If you were in the military at the time of your divorce, it's possible that your original custody and support orders address what happens in the event that you are deployed. If not, you typically have to return to court for new custody and support orders, and your ex-spouse must continue to pay child support until a new order is in place.
If a court awarded temporary custody to your ex-spouse during your deployment, the court probably halted his child support payments, too, since he is paying for the day-to-day care of the child. It is very unlikely that he would have full temporary custody and still have to pay child support to you.
Modifying Child Support
When custody needs change because you are being deployed, either you or your ex-spouse can petition the court to modify your existing child support order temporarily to accommodate your deployment. Typically, you can request a modification by filing a motion or petition with the court that issued your last child support order. You -- the deployed parent -- could end up paying child support to your ex in this situation because you no longer have physical custody and are not paying your child’s daily expenses.

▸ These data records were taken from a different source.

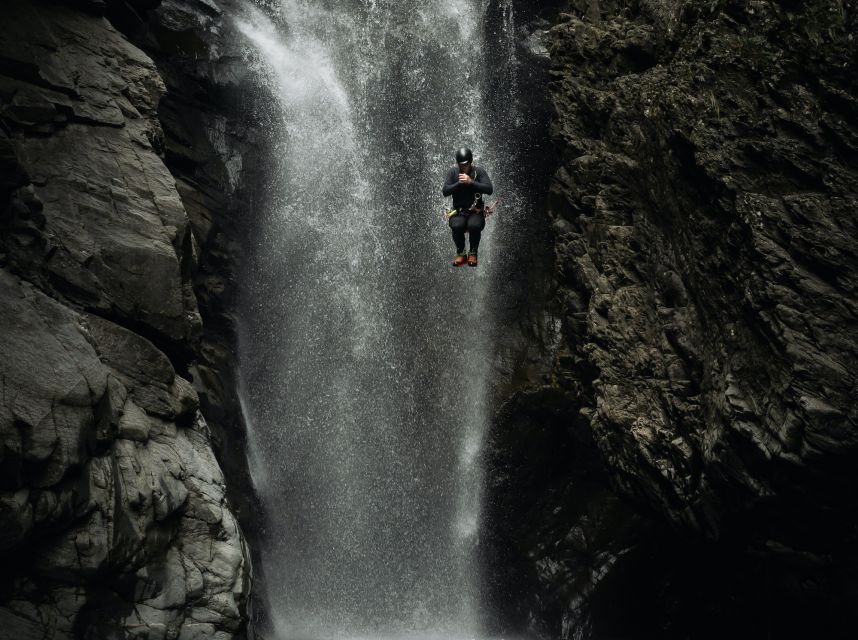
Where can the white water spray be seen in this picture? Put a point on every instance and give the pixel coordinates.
(365, 356)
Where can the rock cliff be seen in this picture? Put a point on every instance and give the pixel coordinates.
(113, 508)
(705, 270)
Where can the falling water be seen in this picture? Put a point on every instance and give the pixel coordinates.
(365, 356)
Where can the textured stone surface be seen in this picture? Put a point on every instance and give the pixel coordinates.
(102, 224)
(705, 263)
(113, 511)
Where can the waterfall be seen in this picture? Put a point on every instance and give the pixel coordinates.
(365, 357)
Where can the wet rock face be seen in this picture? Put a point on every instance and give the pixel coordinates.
(703, 206)
(703, 210)
(113, 512)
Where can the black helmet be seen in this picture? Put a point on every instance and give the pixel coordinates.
(464, 155)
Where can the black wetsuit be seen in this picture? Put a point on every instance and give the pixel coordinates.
(466, 197)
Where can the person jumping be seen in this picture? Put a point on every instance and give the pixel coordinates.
(467, 184)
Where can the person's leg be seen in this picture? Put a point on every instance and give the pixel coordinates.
(476, 223)
(457, 224)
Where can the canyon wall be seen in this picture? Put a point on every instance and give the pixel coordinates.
(704, 384)
(117, 321)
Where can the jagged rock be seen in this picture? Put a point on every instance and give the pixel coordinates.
(106, 464)
(105, 238)
(706, 280)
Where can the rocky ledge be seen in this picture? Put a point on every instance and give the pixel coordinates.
(113, 511)
(706, 285)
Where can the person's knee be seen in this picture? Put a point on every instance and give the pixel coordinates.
(476, 223)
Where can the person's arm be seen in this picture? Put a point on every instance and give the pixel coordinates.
(483, 184)
(450, 183)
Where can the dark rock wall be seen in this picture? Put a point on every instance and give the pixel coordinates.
(705, 261)
(116, 285)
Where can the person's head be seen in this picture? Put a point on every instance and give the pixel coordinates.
(464, 158)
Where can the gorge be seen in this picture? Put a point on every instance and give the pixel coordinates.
(245, 395)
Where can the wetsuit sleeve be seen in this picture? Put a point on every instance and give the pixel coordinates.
(450, 183)
(483, 184)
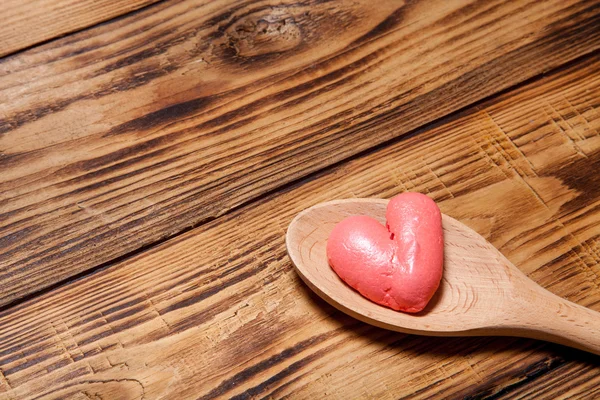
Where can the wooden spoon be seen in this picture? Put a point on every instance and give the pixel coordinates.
(481, 293)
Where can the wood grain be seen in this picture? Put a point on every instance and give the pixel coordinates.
(123, 135)
(28, 23)
(220, 312)
(481, 293)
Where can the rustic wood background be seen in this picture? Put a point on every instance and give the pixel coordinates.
(150, 165)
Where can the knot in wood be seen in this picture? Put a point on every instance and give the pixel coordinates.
(268, 31)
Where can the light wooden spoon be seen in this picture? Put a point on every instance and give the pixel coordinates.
(481, 293)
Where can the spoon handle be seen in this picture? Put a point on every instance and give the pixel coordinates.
(554, 319)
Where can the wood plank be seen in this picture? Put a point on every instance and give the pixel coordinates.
(28, 23)
(220, 312)
(129, 133)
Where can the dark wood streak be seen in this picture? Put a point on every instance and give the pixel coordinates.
(39, 22)
(247, 373)
(161, 311)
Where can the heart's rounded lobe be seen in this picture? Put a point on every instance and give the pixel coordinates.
(399, 266)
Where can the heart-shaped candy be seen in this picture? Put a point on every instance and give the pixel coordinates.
(398, 265)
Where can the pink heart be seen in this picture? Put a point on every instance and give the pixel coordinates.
(398, 265)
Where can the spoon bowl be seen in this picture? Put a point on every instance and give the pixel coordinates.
(481, 293)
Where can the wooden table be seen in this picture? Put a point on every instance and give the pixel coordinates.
(152, 154)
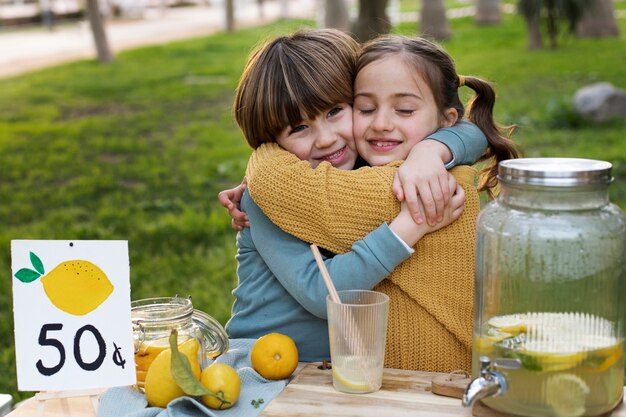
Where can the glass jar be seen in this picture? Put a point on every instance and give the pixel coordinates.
(550, 288)
(153, 320)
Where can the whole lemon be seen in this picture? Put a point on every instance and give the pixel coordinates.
(160, 386)
(223, 381)
(274, 356)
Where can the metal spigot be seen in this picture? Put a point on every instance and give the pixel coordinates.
(490, 383)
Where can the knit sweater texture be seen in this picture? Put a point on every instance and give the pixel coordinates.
(432, 292)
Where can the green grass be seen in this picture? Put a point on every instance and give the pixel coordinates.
(138, 149)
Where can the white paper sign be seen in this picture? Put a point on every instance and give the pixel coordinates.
(71, 305)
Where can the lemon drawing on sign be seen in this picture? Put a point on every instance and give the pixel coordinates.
(77, 286)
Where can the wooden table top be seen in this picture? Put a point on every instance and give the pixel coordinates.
(310, 394)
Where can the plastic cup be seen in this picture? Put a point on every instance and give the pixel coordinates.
(357, 328)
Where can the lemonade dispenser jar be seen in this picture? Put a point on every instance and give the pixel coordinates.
(153, 321)
(550, 291)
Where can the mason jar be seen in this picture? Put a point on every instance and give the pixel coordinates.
(153, 321)
(550, 288)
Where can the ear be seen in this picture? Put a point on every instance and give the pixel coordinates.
(450, 116)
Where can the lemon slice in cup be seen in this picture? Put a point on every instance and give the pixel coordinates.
(349, 383)
(566, 393)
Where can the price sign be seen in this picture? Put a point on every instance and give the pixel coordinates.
(71, 306)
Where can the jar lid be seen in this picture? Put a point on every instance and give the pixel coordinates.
(555, 172)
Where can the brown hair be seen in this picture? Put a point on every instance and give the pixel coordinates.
(294, 76)
(438, 70)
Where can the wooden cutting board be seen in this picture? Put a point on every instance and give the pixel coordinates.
(404, 393)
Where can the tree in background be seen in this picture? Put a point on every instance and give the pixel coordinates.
(433, 22)
(488, 12)
(99, 34)
(554, 13)
(230, 15)
(599, 21)
(372, 20)
(336, 15)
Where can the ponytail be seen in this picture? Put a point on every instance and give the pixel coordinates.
(480, 112)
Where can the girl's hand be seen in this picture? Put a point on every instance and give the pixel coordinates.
(230, 200)
(423, 176)
(410, 232)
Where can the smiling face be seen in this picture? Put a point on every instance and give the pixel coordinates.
(394, 109)
(327, 137)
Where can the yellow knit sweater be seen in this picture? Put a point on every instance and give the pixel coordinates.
(432, 292)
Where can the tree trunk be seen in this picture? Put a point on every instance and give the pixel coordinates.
(99, 34)
(552, 22)
(599, 21)
(531, 10)
(230, 15)
(434, 23)
(488, 12)
(372, 20)
(336, 15)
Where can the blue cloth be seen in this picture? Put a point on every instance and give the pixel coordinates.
(130, 402)
(281, 288)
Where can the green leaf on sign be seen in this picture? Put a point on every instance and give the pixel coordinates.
(27, 275)
(37, 264)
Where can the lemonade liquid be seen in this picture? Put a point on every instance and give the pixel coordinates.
(583, 379)
(357, 374)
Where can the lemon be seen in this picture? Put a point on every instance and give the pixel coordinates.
(77, 287)
(147, 352)
(350, 384)
(566, 393)
(160, 386)
(274, 356)
(513, 324)
(223, 381)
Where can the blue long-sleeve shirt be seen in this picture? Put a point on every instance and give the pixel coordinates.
(281, 289)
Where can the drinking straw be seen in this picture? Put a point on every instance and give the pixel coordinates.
(329, 282)
(352, 328)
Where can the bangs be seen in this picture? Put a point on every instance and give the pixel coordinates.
(304, 91)
(294, 78)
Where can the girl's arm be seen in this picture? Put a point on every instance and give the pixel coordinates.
(423, 174)
(326, 206)
(291, 261)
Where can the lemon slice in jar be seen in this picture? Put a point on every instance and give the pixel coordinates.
(513, 323)
(565, 394)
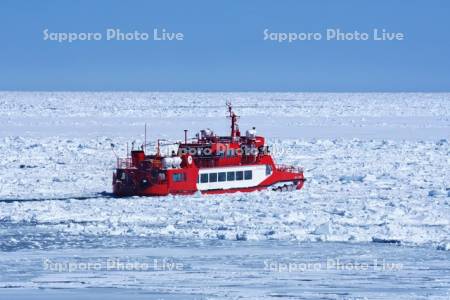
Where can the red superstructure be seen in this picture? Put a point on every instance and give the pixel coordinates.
(209, 164)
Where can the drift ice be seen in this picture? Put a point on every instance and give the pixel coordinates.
(209, 164)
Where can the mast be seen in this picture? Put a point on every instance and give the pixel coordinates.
(234, 127)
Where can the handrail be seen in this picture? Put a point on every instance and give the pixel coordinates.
(124, 163)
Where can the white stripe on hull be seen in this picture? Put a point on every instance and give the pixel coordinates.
(258, 176)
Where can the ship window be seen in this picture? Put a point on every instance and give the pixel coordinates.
(177, 177)
(213, 177)
(203, 178)
(268, 169)
(222, 176)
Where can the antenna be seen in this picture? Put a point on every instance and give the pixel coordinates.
(112, 148)
(145, 136)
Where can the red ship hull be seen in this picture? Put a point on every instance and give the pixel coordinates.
(210, 164)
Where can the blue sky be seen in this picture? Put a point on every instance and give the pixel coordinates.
(223, 47)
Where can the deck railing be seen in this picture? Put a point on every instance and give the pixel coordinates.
(123, 163)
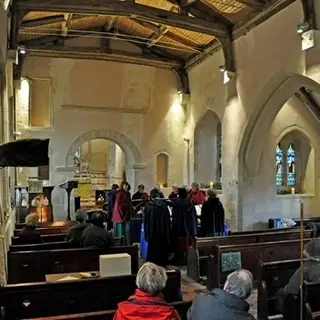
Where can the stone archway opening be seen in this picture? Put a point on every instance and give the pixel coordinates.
(277, 109)
(207, 150)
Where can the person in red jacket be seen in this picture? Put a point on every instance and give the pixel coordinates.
(122, 213)
(147, 301)
(196, 195)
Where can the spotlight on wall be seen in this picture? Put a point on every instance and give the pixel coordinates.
(222, 68)
(22, 49)
(303, 27)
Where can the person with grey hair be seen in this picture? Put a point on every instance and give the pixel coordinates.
(212, 216)
(226, 304)
(75, 232)
(147, 301)
(311, 272)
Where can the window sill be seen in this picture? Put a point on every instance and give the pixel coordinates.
(295, 196)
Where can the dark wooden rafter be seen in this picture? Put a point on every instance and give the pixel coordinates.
(126, 9)
(97, 54)
(183, 80)
(309, 101)
(256, 4)
(172, 36)
(309, 13)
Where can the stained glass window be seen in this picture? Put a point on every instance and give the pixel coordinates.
(219, 153)
(279, 166)
(291, 166)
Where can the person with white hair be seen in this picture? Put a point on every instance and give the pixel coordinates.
(147, 301)
(311, 271)
(75, 232)
(29, 234)
(227, 304)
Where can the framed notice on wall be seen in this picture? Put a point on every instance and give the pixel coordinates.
(35, 186)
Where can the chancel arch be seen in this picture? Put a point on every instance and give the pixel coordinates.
(207, 149)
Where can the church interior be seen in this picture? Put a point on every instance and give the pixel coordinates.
(223, 95)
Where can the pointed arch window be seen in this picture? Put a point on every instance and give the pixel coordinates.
(291, 166)
(279, 166)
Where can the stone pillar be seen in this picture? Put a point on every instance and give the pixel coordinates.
(111, 164)
(59, 195)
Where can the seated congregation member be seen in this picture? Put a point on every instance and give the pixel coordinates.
(212, 216)
(75, 232)
(161, 195)
(122, 213)
(196, 195)
(226, 304)
(184, 226)
(29, 234)
(96, 235)
(111, 201)
(140, 195)
(157, 229)
(311, 271)
(174, 193)
(147, 301)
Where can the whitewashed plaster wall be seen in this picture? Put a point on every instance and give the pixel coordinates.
(266, 59)
(136, 103)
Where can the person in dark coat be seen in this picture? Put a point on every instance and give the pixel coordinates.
(174, 193)
(139, 195)
(96, 235)
(212, 216)
(29, 234)
(184, 226)
(111, 201)
(122, 213)
(75, 232)
(157, 229)
(226, 304)
(311, 271)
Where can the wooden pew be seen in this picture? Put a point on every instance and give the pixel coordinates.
(203, 247)
(54, 224)
(43, 231)
(182, 308)
(25, 301)
(45, 238)
(251, 255)
(118, 241)
(272, 277)
(32, 266)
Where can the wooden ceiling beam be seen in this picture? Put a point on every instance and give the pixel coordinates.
(172, 36)
(126, 9)
(111, 55)
(255, 4)
(50, 20)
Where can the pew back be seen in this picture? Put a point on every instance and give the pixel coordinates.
(32, 266)
(45, 238)
(272, 277)
(250, 256)
(43, 231)
(118, 241)
(24, 301)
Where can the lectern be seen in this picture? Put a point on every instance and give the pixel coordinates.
(69, 186)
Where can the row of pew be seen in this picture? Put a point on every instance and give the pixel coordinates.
(97, 298)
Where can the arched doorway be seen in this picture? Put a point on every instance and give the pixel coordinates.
(207, 149)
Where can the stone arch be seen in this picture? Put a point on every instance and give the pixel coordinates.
(206, 157)
(265, 108)
(130, 149)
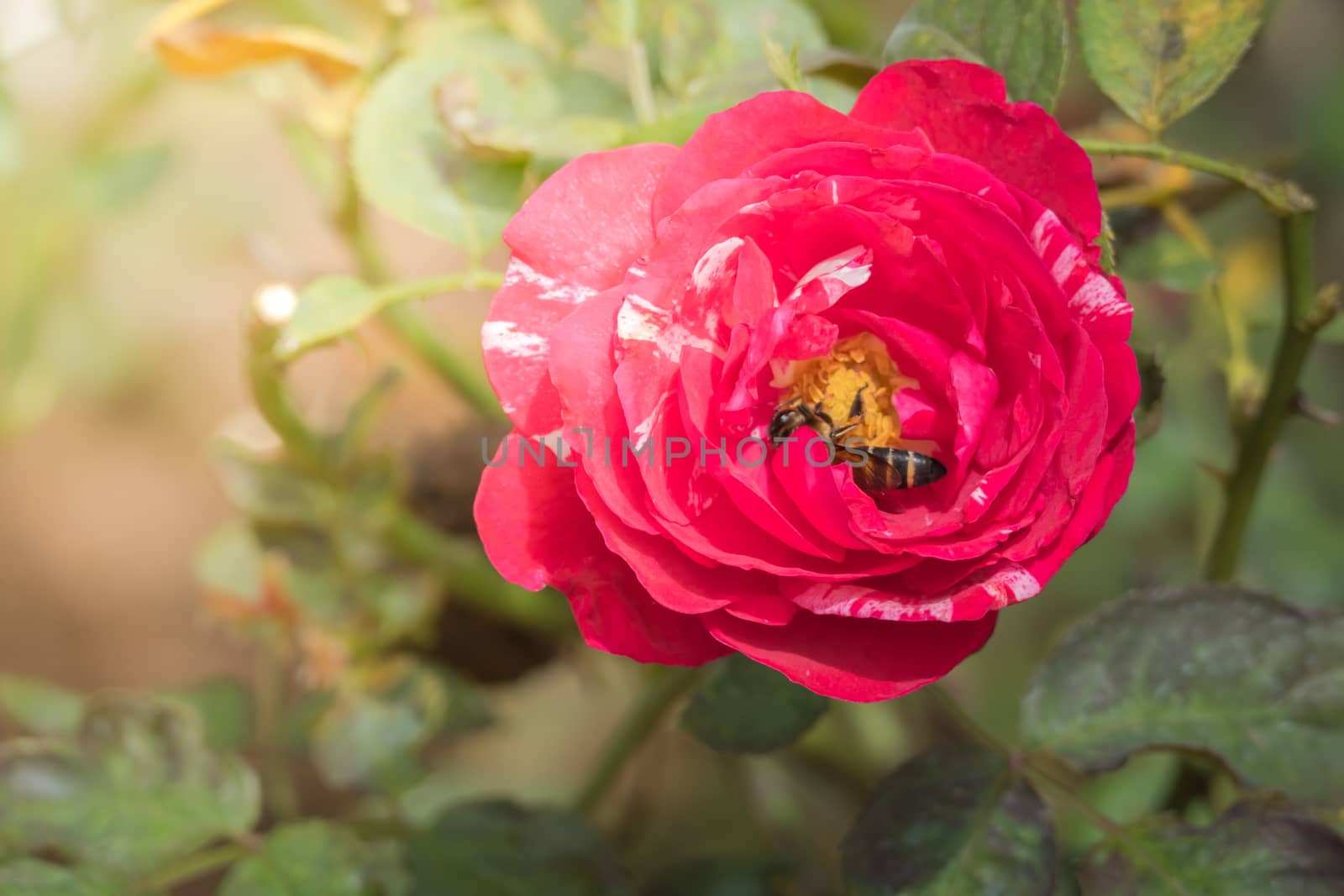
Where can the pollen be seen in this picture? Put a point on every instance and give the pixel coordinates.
(833, 380)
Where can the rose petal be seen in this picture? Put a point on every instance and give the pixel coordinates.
(537, 532)
(857, 660)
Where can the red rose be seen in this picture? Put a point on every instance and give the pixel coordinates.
(932, 249)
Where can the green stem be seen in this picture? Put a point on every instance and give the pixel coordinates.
(1034, 768)
(642, 87)
(268, 387)
(1102, 822)
(1305, 313)
(195, 866)
(465, 379)
(1283, 196)
(279, 788)
(474, 579)
(461, 376)
(632, 732)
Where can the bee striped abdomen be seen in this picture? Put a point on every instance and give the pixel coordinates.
(900, 469)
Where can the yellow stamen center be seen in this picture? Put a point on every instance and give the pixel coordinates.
(833, 380)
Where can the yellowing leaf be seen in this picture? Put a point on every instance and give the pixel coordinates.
(181, 13)
(205, 50)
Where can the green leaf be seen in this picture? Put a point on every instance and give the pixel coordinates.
(306, 859)
(34, 878)
(441, 141)
(952, 821)
(745, 707)
(784, 66)
(1026, 40)
(370, 732)
(226, 711)
(136, 788)
(11, 136)
(717, 876)
(39, 707)
(1171, 261)
(230, 560)
(328, 309)
(497, 848)
(113, 181)
(702, 45)
(1159, 60)
(1256, 849)
(1215, 668)
(1148, 416)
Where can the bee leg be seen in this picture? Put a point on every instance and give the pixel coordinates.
(857, 409)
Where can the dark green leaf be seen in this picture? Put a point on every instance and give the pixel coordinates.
(136, 788)
(1256, 849)
(501, 849)
(1214, 668)
(1159, 60)
(226, 711)
(306, 859)
(366, 734)
(717, 876)
(39, 707)
(745, 707)
(1026, 40)
(33, 878)
(1148, 416)
(952, 822)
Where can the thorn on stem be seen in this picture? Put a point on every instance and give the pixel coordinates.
(1304, 407)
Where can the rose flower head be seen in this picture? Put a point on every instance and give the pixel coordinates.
(826, 390)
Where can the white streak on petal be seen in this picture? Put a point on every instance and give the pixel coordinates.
(1038, 231)
(504, 336)
(640, 320)
(835, 266)
(1063, 265)
(645, 427)
(1099, 298)
(551, 289)
(714, 264)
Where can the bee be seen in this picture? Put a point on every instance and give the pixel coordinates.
(875, 469)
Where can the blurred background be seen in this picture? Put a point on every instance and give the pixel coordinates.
(140, 212)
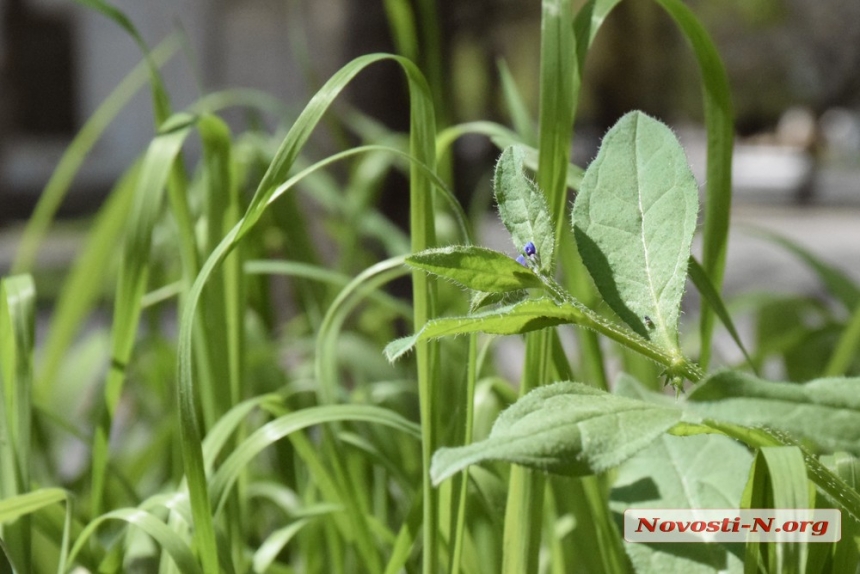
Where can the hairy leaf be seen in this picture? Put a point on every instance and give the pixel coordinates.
(566, 428)
(522, 317)
(522, 206)
(476, 268)
(826, 411)
(634, 220)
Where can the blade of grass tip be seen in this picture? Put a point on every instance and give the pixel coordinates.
(161, 103)
(132, 284)
(223, 304)
(178, 550)
(520, 117)
(719, 121)
(709, 293)
(17, 324)
(558, 95)
(838, 284)
(78, 150)
(846, 348)
(325, 367)
(469, 419)
(401, 21)
(85, 281)
(325, 362)
(559, 92)
(422, 139)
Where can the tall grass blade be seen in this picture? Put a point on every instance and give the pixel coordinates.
(17, 337)
(79, 148)
(719, 121)
(155, 171)
(422, 141)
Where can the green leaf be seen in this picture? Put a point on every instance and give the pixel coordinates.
(826, 411)
(566, 428)
(476, 268)
(522, 206)
(529, 315)
(634, 220)
(704, 471)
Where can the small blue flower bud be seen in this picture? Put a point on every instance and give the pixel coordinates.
(530, 249)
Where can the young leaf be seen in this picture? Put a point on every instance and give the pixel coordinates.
(522, 206)
(634, 220)
(703, 471)
(565, 428)
(826, 411)
(523, 317)
(476, 268)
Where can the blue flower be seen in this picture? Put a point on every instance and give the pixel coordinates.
(530, 249)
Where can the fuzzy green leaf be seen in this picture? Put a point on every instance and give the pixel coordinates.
(476, 268)
(523, 317)
(566, 428)
(522, 206)
(826, 411)
(634, 220)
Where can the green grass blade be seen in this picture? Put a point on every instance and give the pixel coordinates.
(520, 118)
(178, 550)
(77, 151)
(13, 507)
(155, 170)
(422, 140)
(559, 92)
(326, 361)
(838, 284)
(279, 428)
(86, 279)
(709, 293)
(161, 104)
(719, 121)
(17, 336)
(846, 349)
(401, 21)
(778, 480)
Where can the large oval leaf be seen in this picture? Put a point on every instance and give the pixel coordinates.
(634, 220)
(565, 428)
(825, 411)
(522, 206)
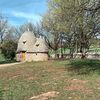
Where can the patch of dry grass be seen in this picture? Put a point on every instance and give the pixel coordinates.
(24, 81)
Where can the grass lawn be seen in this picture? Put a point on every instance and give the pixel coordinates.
(72, 80)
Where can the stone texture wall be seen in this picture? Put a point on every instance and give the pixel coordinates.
(29, 57)
(40, 57)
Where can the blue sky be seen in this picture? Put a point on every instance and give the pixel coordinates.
(21, 11)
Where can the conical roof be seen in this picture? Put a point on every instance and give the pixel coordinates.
(40, 45)
(26, 42)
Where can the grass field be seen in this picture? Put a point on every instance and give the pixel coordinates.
(72, 80)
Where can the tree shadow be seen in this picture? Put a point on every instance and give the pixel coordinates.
(7, 61)
(85, 66)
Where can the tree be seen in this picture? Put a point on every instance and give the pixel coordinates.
(9, 49)
(3, 27)
(78, 19)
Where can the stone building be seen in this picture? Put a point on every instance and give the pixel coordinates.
(31, 48)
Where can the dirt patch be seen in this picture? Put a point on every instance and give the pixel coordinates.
(78, 85)
(45, 96)
(78, 81)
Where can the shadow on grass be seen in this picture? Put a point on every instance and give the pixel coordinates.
(85, 66)
(7, 61)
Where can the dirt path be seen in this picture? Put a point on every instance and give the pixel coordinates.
(10, 64)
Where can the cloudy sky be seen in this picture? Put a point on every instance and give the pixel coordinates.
(20, 11)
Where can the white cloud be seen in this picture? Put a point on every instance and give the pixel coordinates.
(28, 16)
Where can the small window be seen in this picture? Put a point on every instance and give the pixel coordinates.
(37, 45)
(24, 42)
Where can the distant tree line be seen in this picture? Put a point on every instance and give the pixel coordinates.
(77, 20)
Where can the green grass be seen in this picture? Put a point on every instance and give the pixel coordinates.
(74, 80)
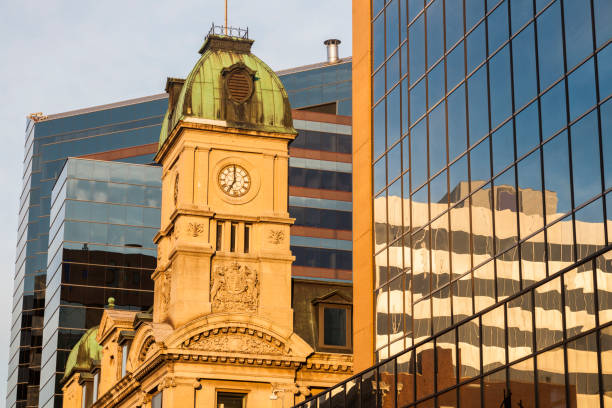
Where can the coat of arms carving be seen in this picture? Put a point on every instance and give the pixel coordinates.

Servicemembers Civil Relief Act
The Servicemembers Civil Relief Act is a federal law providing many protections for military members, including an automatic 90-day stay, or postponement, of civil court proceedings -- including child support hearings -- when the military member cannot be present for court because of military duty. Thus, if your ex-spouse files for a child support modification and you cannot attend a child support or other family law hearing because you are deployed, the court must postpone the hearing at your request for at least 90 days, and the court can extend the stay even longer if it chooses. Additionally, some states have laws specifically addressing child support changes when a military member is deployed.
Child Support Arrears
If you simply give your children to your ex-spouse -- without a court order -- to care for while you are deployed, your existing child support orders remain in effect. If your ex-spouse stops paying child support on his own without court permission, he is technically in arrears and could face penalties for nonpayment. If his payments are made by automatic income withholding from his wages, the withholding will continue until a court order says otherwise.